Netcare admitted 18 189 Covid-19 patients in that first half, 27% more than in the second half ended on 30 September. It also treated over 12 000 or 29% less Covid-19 patients overall.

"Each successive wave has proven to be more severe than the preceding wave, as evidenced by the number of Covid-19 admissions during H2 2021 exceeding those of H1 2021, which in turn exceeded those of H2 2020," wrote Netcare in the trading update.

The company said in July 2021, it experienced the highest level of Covid-19 patient admissions since the start of the pandemic, especially in Gauteng.

Learning more about Covid-19 and accommodating non-Covid-19 activity

But Netcare said the longer it has had to deal with the virus, the more it learns how to handle these cases. As a result, the length of the hospital stay of Covid-19 patients is now reducing.

So, even though there was a substantial increase in Covid-19 admissions during the third wave, the group could reserve only 52% of beds for Covid-19 patients. At the peak of the first wave, Netcare allocated 80% of its beds to Covid-19 patients.

And things are slowly going back to some level of normalcy. The group said it experienced a "gradual return" of non-Covid-19 activity in October. The company said acute hospital occupancies improved to 58% in the six months to end-September compared to 53.8% in the first half of 2021 and 42.8% in the second half of 2020.

In the past, it had to temporarily suspend elective surgeries across its network of hospitals during the different waves of infections. It wasn't taking any of those patients from mid-December 2020 to mid- February 2021 and again from mid-June 2021 until mid-August 2021.

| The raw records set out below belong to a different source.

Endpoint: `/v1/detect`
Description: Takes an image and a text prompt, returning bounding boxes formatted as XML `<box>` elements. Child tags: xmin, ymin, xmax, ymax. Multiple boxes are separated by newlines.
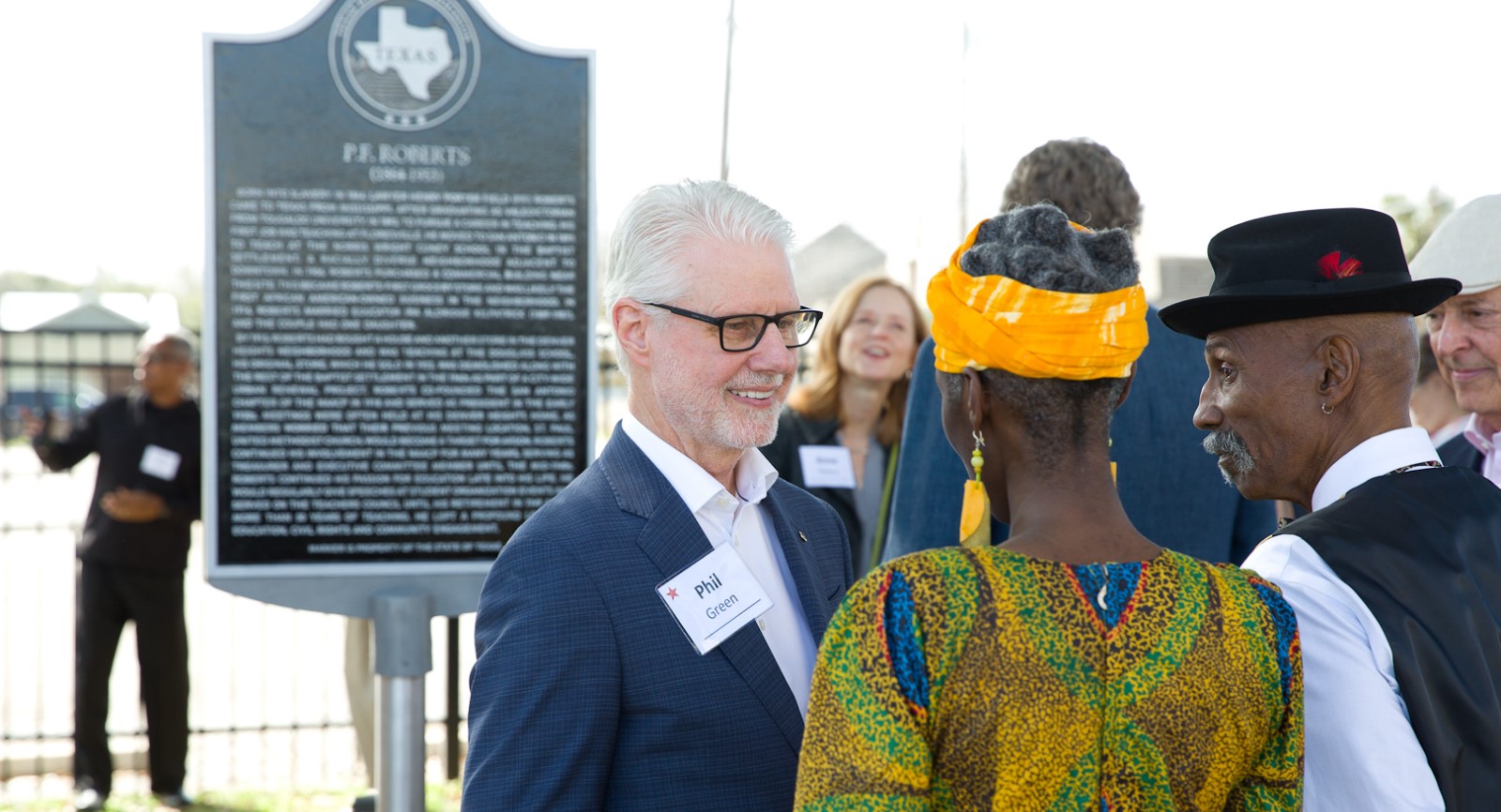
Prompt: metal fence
<box><xmin>0</xmin><ymin>323</ymin><xmax>625</xmax><ymax>807</ymax></box>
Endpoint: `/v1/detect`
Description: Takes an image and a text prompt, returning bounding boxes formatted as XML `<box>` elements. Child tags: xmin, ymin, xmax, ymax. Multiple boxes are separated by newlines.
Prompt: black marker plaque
<box><xmin>205</xmin><ymin>0</ymin><xmax>593</xmax><ymax>565</ymax></box>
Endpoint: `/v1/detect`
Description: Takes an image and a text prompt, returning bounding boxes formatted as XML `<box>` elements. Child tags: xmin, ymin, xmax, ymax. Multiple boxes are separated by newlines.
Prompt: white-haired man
<box><xmin>1413</xmin><ymin>195</ymin><xmax>1501</xmax><ymax>485</ymax></box>
<box><xmin>463</xmin><ymin>182</ymin><xmax>853</xmax><ymax>810</ymax></box>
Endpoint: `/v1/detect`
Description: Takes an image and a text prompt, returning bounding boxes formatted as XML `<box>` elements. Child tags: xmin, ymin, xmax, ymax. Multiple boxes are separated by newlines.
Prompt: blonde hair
<box><xmin>786</xmin><ymin>273</ymin><xmax>928</xmax><ymax>445</ymax></box>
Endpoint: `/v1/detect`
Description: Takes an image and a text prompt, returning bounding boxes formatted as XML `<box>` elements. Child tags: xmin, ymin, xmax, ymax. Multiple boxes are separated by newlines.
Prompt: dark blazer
<box><xmin>883</xmin><ymin>309</ymin><xmax>1278</xmax><ymax>564</ymax></box>
<box><xmin>761</xmin><ymin>408</ymin><xmax>891</xmax><ymax>573</ymax></box>
<box><xmin>462</xmin><ymin>425</ymin><xmax>853</xmax><ymax>812</ymax></box>
<box><xmin>1438</xmin><ymin>434</ymin><xmax>1484</xmax><ymax>472</ymax></box>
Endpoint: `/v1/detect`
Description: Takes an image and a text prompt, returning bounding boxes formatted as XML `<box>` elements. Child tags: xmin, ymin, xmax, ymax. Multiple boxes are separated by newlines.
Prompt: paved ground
<box><xmin>0</xmin><ymin>444</ymin><xmax>473</xmax><ymax>809</ymax></box>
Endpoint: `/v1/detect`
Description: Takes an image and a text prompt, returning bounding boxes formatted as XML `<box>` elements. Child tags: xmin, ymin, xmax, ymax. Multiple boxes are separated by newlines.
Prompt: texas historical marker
<box><xmin>205</xmin><ymin>0</ymin><xmax>595</xmax><ymax>611</ymax></box>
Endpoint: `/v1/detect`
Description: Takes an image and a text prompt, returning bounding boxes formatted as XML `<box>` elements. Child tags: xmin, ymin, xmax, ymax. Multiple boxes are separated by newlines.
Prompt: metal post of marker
<box><xmin>371</xmin><ymin>592</ymin><xmax>432</xmax><ymax>812</ymax></box>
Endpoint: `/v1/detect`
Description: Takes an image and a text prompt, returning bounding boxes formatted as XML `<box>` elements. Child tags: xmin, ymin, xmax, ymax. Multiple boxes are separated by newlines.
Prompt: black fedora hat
<box><xmin>1159</xmin><ymin>209</ymin><xmax>1461</xmax><ymax>338</ymax></box>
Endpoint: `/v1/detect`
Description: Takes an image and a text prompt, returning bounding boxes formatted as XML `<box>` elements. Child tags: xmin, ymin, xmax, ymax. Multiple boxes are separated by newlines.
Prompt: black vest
<box><xmin>1281</xmin><ymin>468</ymin><xmax>1501</xmax><ymax>812</ymax></box>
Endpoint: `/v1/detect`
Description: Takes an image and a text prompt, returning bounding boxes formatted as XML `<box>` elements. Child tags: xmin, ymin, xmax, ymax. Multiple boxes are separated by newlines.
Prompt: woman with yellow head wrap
<box><xmin>797</xmin><ymin>205</ymin><xmax>1303</xmax><ymax>812</ymax></box>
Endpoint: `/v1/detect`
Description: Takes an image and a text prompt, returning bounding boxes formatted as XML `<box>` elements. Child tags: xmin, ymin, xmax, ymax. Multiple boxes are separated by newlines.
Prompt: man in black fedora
<box><xmin>1161</xmin><ymin>209</ymin><xmax>1501</xmax><ymax>812</ymax></box>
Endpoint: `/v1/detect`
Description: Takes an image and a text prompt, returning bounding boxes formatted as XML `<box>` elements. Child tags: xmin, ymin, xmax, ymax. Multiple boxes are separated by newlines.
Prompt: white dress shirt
<box><xmin>1241</xmin><ymin>428</ymin><xmax>1444</xmax><ymax>812</ymax></box>
<box><xmin>621</xmin><ymin>414</ymin><xmax>818</xmax><ymax>719</ymax></box>
<box><xmin>1465</xmin><ymin>414</ymin><xmax>1501</xmax><ymax>487</ymax></box>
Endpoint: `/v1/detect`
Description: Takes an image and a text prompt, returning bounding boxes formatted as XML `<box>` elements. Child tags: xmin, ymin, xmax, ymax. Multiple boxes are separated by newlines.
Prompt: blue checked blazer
<box><xmin>462</xmin><ymin>425</ymin><xmax>853</xmax><ymax>812</ymax></box>
<box><xmin>1438</xmin><ymin>434</ymin><xmax>1486</xmax><ymax>472</ymax></box>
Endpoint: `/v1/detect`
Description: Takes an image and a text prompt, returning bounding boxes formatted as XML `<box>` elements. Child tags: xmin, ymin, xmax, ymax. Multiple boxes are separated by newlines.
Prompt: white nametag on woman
<box><xmin>797</xmin><ymin>445</ymin><xmax>854</xmax><ymax>488</ymax></box>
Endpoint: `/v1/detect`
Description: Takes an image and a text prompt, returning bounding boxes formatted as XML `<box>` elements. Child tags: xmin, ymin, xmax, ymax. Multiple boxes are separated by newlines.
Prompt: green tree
<box><xmin>1381</xmin><ymin>189</ymin><xmax>1454</xmax><ymax>262</ymax></box>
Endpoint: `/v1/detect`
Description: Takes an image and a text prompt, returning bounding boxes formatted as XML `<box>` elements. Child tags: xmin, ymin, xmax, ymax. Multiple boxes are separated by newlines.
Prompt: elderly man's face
<box><xmin>1428</xmin><ymin>288</ymin><xmax>1501</xmax><ymax>428</ymax></box>
<box><xmin>651</xmin><ymin>242</ymin><xmax>798</xmax><ymax>459</ymax></box>
<box><xmin>1193</xmin><ymin>323</ymin><xmax>1323</xmax><ymax>498</ymax></box>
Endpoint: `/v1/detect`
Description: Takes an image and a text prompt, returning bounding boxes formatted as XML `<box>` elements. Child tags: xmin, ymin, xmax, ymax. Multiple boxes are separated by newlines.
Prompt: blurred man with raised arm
<box><xmin>463</xmin><ymin>182</ymin><xmax>853</xmax><ymax>812</ymax></box>
<box><xmin>1161</xmin><ymin>209</ymin><xmax>1501</xmax><ymax>812</ymax></box>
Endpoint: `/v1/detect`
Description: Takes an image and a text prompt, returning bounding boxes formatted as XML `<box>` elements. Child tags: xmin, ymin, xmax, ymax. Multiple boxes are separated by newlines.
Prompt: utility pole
<box><xmin>719</xmin><ymin>0</ymin><xmax>735</xmax><ymax>180</ymax></box>
<box><xmin>961</xmin><ymin>20</ymin><xmax>974</xmax><ymax>240</ymax></box>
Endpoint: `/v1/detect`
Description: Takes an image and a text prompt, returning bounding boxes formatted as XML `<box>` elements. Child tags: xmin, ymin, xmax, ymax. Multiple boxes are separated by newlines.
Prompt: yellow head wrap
<box><xmin>928</xmin><ymin>220</ymin><xmax>1146</xmax><ymax>382</ymax></box>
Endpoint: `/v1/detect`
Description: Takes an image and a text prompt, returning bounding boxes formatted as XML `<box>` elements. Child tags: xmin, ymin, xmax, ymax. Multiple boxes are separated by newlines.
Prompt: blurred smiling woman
<box><xmin>761</xmin><ymin>275</ymin><xmax>928</xmax><ymax>577</ymax></box>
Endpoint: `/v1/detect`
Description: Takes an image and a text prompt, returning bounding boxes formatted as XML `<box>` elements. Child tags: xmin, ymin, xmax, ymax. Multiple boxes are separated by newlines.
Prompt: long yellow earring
<box><xmin>959</xmin><ymin>430</ymin><xmax>991</xmax><ymax>548</ymax></box>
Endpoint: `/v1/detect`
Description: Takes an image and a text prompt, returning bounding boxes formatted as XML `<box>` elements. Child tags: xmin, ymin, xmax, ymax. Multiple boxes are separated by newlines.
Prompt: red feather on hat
<box><xmin>1318</xmin><ymin>250</ymin><xmax>1361</xmax><ymax>279</ymax></box>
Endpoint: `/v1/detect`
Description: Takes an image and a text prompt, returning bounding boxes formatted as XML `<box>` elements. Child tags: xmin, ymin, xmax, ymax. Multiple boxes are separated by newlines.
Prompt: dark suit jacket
<box><xmin>462</xmin><ymin>425</ymin><xmax>853</xmax><ymax>812</ymax></box>
<box><xmin>761</xmin><ymin>408</ymin><xmax>891</xmax><ymax>575</ymax></box>
<box><xmin>1438</xmin><ymin>434</ymin><xmax>1484</xmax><ymax>472</ymax></box>
<box><xmin>884</xmin><ymin>309</ymin><xmax>1278</xmax><ymax>564</ymax></box>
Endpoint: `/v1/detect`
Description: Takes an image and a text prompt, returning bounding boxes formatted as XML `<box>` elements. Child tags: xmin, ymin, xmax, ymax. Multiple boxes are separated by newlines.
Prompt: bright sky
<box><xmin>0</xmin><ymin>0</ymin><xmax>1501</xmax><ymax>296</ymax></box>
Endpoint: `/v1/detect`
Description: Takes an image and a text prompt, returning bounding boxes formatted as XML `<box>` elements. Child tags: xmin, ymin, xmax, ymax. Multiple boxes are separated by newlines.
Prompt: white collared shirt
<box><xmin>621</xmin><ymin>413</ymin><xmax>818</xmax><ymax>717</ymax></box>
<box><xmin>1465</xmin><ymin>414</ymin><xmax>1501</xmax><ymax>487</ymax></box>
<box><xmin>1241</xmin><ymin>428</ymin><xmax>1444</xmax><ymax>812</ymax></box>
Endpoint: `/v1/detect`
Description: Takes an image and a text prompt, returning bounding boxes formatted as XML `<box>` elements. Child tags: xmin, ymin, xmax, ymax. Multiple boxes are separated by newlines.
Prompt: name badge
<box><xmin>141</xmin><ymin>445</ymin><xmax>183</xmax><ymax>482</ymax></box>
<box><xmin>797</xmin><ymin>445</ymin><xmax>854</xmax><ymax>488</ymax></box>
<box><xmin>658</xmin><ymin>545</ymin><xmax>771</xmax><ymax>654</ymax></box>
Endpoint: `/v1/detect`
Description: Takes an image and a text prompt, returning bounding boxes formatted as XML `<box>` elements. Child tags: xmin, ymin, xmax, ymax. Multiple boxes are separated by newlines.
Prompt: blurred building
<box><xmin>793</xmin><ymin>224</ymin><xmax>887</xmax><ymax>309</ymax></box>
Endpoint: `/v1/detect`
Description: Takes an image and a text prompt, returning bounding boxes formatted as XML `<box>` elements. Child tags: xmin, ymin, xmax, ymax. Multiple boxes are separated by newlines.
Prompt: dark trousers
<box><xmin>73</xmin><ymin>562</ymin><xmax>188</xmax><ymax>794</ymax></box>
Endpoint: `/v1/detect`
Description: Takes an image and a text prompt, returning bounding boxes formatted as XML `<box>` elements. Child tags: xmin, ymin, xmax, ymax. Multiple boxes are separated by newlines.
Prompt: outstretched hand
<box><xmin>99</xmin><ymin>488</ymin><xmax>167</xmax><ymax>524</ymax></box>
<box><xmin>21</xmin><ymin>407</ymin><xmax>51</xmax><ymax>440</ymax></box>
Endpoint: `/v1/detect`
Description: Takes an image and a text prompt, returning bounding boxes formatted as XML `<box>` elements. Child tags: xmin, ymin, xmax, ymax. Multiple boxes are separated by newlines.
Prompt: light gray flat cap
<box><xmin>1409</xmin><ymin>195</ymin><xmax>1501</xmax><ymax>295</ymax></box>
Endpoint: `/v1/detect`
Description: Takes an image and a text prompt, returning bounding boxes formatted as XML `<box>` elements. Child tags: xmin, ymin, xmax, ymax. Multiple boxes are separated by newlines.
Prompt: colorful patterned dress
<box><xmin>797</xmin><ymin>548</ymin><xmax>1303</xmax><ymax>812</ymax></box>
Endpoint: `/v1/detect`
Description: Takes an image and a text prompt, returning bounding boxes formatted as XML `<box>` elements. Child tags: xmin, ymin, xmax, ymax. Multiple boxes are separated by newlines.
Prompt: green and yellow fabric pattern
<box><xmin>797</xmin><ymin>548</ymin><xmax>1303</xmax><ymax>812</ymax></box>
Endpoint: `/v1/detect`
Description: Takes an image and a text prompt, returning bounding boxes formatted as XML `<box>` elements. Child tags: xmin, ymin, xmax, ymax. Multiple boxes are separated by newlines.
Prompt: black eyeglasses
<box><xmin>647</xmin><ymin>302</ymin><xmax>824</xmax><ymax>353</ymax></box>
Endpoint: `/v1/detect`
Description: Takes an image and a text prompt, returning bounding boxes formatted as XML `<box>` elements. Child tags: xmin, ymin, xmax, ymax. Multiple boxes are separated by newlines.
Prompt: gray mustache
<box><xmin>1204</xmin><ymin>429</ymin><xmax>1251</xmax><ymax>457</ymax></box>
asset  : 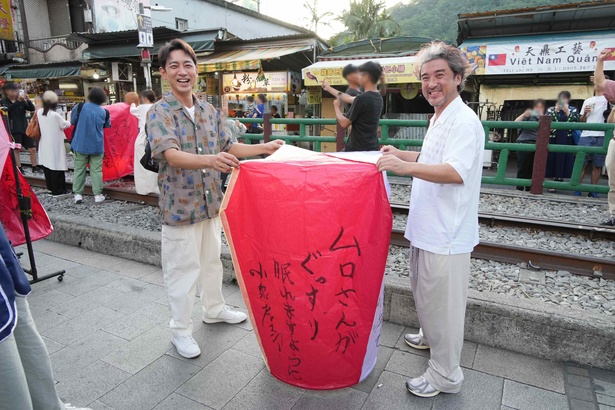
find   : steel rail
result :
[391,203,615,239]
[25,176,158,206]
[391,229,615,280]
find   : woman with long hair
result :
[36,91,70,195]
[130,90,160,195]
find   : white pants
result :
[604,139,615,217]
[162,217,225,336]
[0,297,64,410]
[410,248,470,393]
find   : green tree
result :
[389,0,578,44]
[303,0,333,34]
[331,0,401,44]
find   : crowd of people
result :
[0,39,615,409]
[515,80,613,198]
[515,52,615,226]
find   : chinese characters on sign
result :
[302,57,420,87]
[461,35,615,75]
[222,155,391,389]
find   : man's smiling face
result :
[421,59,461,107]
[160,50,198,94]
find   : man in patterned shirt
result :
[147,39,284,358]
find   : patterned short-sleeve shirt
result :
[147,93,232,225]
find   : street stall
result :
[198,35,326,125]
[302,56,426,151]
[460,32,615,120]
[457,2,615,125]
[0,61,87,116]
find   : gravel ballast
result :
[36,189,615,316]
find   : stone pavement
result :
[18,241,615,410]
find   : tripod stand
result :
[0,109,66,283]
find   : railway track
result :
[26,176,615,280]
[25,176,158,206]
[391,203,615,240]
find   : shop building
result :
[458,2,615,128]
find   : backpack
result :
[70,103,109,141]
[139,124,160,174]
[26,111,41,140]
[70,103,85,141]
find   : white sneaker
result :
[203,305,248,324]
[171,335,201,359]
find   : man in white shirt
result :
[378,41,485,397]
[574,76,609,198]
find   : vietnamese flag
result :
[489,54,506,66]
[604,48,615,61]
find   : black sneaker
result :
[600,216,615,226]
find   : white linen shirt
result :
[579,95,609,138]
[405,97,485,255]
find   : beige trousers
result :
[604,139,615,217]
[0,296,64,410]
[410,248,470,393]
[162,218,225,336]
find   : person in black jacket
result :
[0,83,37,173]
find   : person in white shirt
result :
[378,41,485,397]
[574,76,609,198]
[36,91,70,196]
[130,90,160,195]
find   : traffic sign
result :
[137,14,154,48]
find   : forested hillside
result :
[389,0,579,43]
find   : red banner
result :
[64,103,139,182]
[0,135,53,246]
[221,155,392,389]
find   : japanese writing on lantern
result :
[249,227,366,380]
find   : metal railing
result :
[235,114,615,194]
[28,36,83,53]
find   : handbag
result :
[26,111,41,140]
[139,125,159,174]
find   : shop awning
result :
[4,63,81,79]
[301,56,420,87]
[198,45,311,73]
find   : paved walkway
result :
[15,241,615,410]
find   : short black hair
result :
[359,61,382,84]
[2,81,19,91]
[532,98,547,108]
[158,38,197,69]
[342,64,359,80]
[43,100,58,117]
[88,87,107,105]
[139,90,156,103]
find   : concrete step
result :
[48,214,615,370]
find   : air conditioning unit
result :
[111,63,132,82]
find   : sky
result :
[261,0,401,39]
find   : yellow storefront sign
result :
[302,57,420,87]
[0,0,15,40]
[307,87,322,105]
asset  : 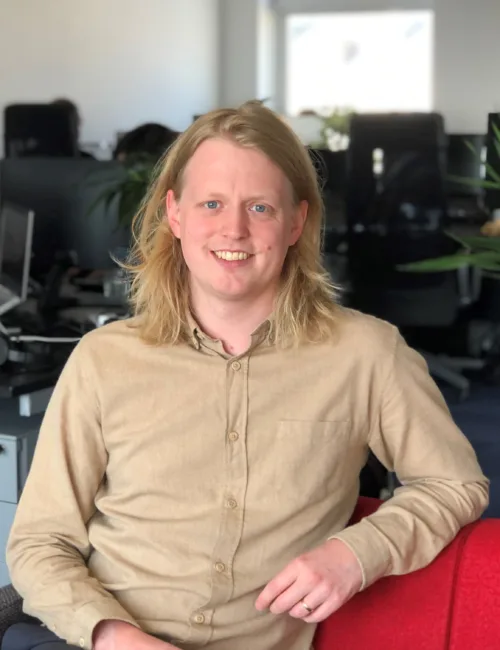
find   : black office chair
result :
[346,114,477,397]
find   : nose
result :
[222,207,249,239]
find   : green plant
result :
[449,122,500,191]
[398,233,500,279]
[89,155,157,227]
[398,117,500,279]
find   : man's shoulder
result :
[80,318,142,350]
[77,318,150,366]
[335,306,399,357]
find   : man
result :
[3,103,488,650]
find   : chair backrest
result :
[314,499,500,650]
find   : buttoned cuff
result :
[328,519,392,591]
[61,599,140,650]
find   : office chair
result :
[346,114,478,397]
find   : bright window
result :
[285,11,434,115]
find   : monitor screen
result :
[0,203,34,303]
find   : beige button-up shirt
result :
[7,307,488,650]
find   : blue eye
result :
[252,203,267,214]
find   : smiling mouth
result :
[213,251,252,262]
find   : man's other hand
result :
[92,620,178,650]
[255,539,363,623]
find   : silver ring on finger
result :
[300,600,314,614]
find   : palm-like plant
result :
[89,155,158,228]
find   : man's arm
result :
[7,339,141,648]
[332,333,488,587]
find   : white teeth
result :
[214,251,250,262]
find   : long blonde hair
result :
[124,102,336,347]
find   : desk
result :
[0,399,42,587]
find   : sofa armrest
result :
[0,585,31,644]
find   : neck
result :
[191,291,274,356]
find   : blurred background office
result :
[0,0,500,568]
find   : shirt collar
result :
[187,309,271,352]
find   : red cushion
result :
[315,499,500,650]
[449,519,500,650]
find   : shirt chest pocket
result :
[270,420,351,509]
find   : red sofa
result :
[314,498,500,650]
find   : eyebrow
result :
[196,191,280,203]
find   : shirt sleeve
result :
[7,338,139,648]
[332,331,489,588]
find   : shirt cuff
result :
[62,600,140,650]
[328,519,392,591]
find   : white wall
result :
[219,0,277,108]
[434,0,500,133]
[0,0,219,153]
[221,0,500,132]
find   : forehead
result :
[183,138,290,194]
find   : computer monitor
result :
[0,203,35,315]
[4,104,78,158]
[0,158,130,284]
[484,113,500,212]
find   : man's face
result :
[167,139,307,301]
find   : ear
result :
[165,190,181,239]
[289,201,309,246]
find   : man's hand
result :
[255,539,363,623]
[92,620,178,650]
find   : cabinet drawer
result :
[0,436,19,503]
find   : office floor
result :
[441,384,500,517]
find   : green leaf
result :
[486,161,500,188]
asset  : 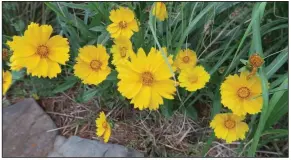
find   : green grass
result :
[2,2,288,157]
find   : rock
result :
[48,136,143,157]
[2,98,57,157]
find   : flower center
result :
[249,54,264,67]
[183,56,190,63]
[237,87,251,98]
[189,75,198,83]
[119,21,127,29]
[37,45,49,58]
[224,119,235,129]
[90,60,102,71]
[120,47,127,58]
[141,72,154,86]
[102,122,107,129]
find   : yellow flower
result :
[95,112,111,143]
[74,45,110,85]
[2,71,12,95]
[174,49,197,70]
[220,71,263,115]
[178,66,210,92]
[210,113,249,143]
[111,37,134,65]
[2,48,9,61]
[107,7,139,39]
[7,23,69,78]
[117,48,176,110]
[152,2,168,21]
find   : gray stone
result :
[48,136,143,157]
[2,98,57,157]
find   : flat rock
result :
[2,98,57,157]
[48,136,143,157]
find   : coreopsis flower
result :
[220,71,263,116]
[152,2,168,21]
[7,23,70,78]
[95,112,111,143]
[7,23,70,78]
[210,113,249,143]
[111,37,135,65]
[174,49,197,70]
[107,7,139,39]
[74,45,111,85]
[117,48,176,110]
[178,66,210,92]
[2,71,12,95]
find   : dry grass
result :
[2,89,288,157]
[28,91,211,157]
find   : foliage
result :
[2,2,288,157]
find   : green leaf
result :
[247,2,269,157]
[89,26,105,32]
[53,76,78,94]
[266,49,288,79]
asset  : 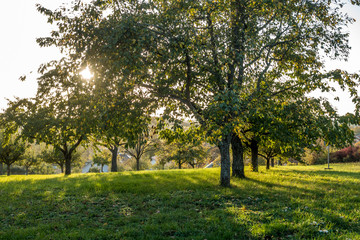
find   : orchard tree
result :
[160,126,207,169]
[92,79,153,172]
[20,144,42,175]
[5,58,93,175]
[123,121,157,171]
[92,149,112,172]
[38,0,360,186]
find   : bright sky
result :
[0,0,360,114]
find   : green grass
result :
[0,164,360,240]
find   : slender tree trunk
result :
[136,158,140,171]
[65,154,71,175]
[110,146,119,172]
[250,139,259,172]
[231,134,245,178]
[218,135,231,187]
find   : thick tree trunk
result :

Netcare said that because of the short recovery periods between Covid-19 waves, it is taking longer for its revenue and profit to recover to pre-Covid-19 levels. Although its revenue for the year ended on 30 September is expected to increase by between 11% and 12%, the group has to foot a new bill for Covid-19 related costs such as personal protection equipment, which is eating away at its profit margins.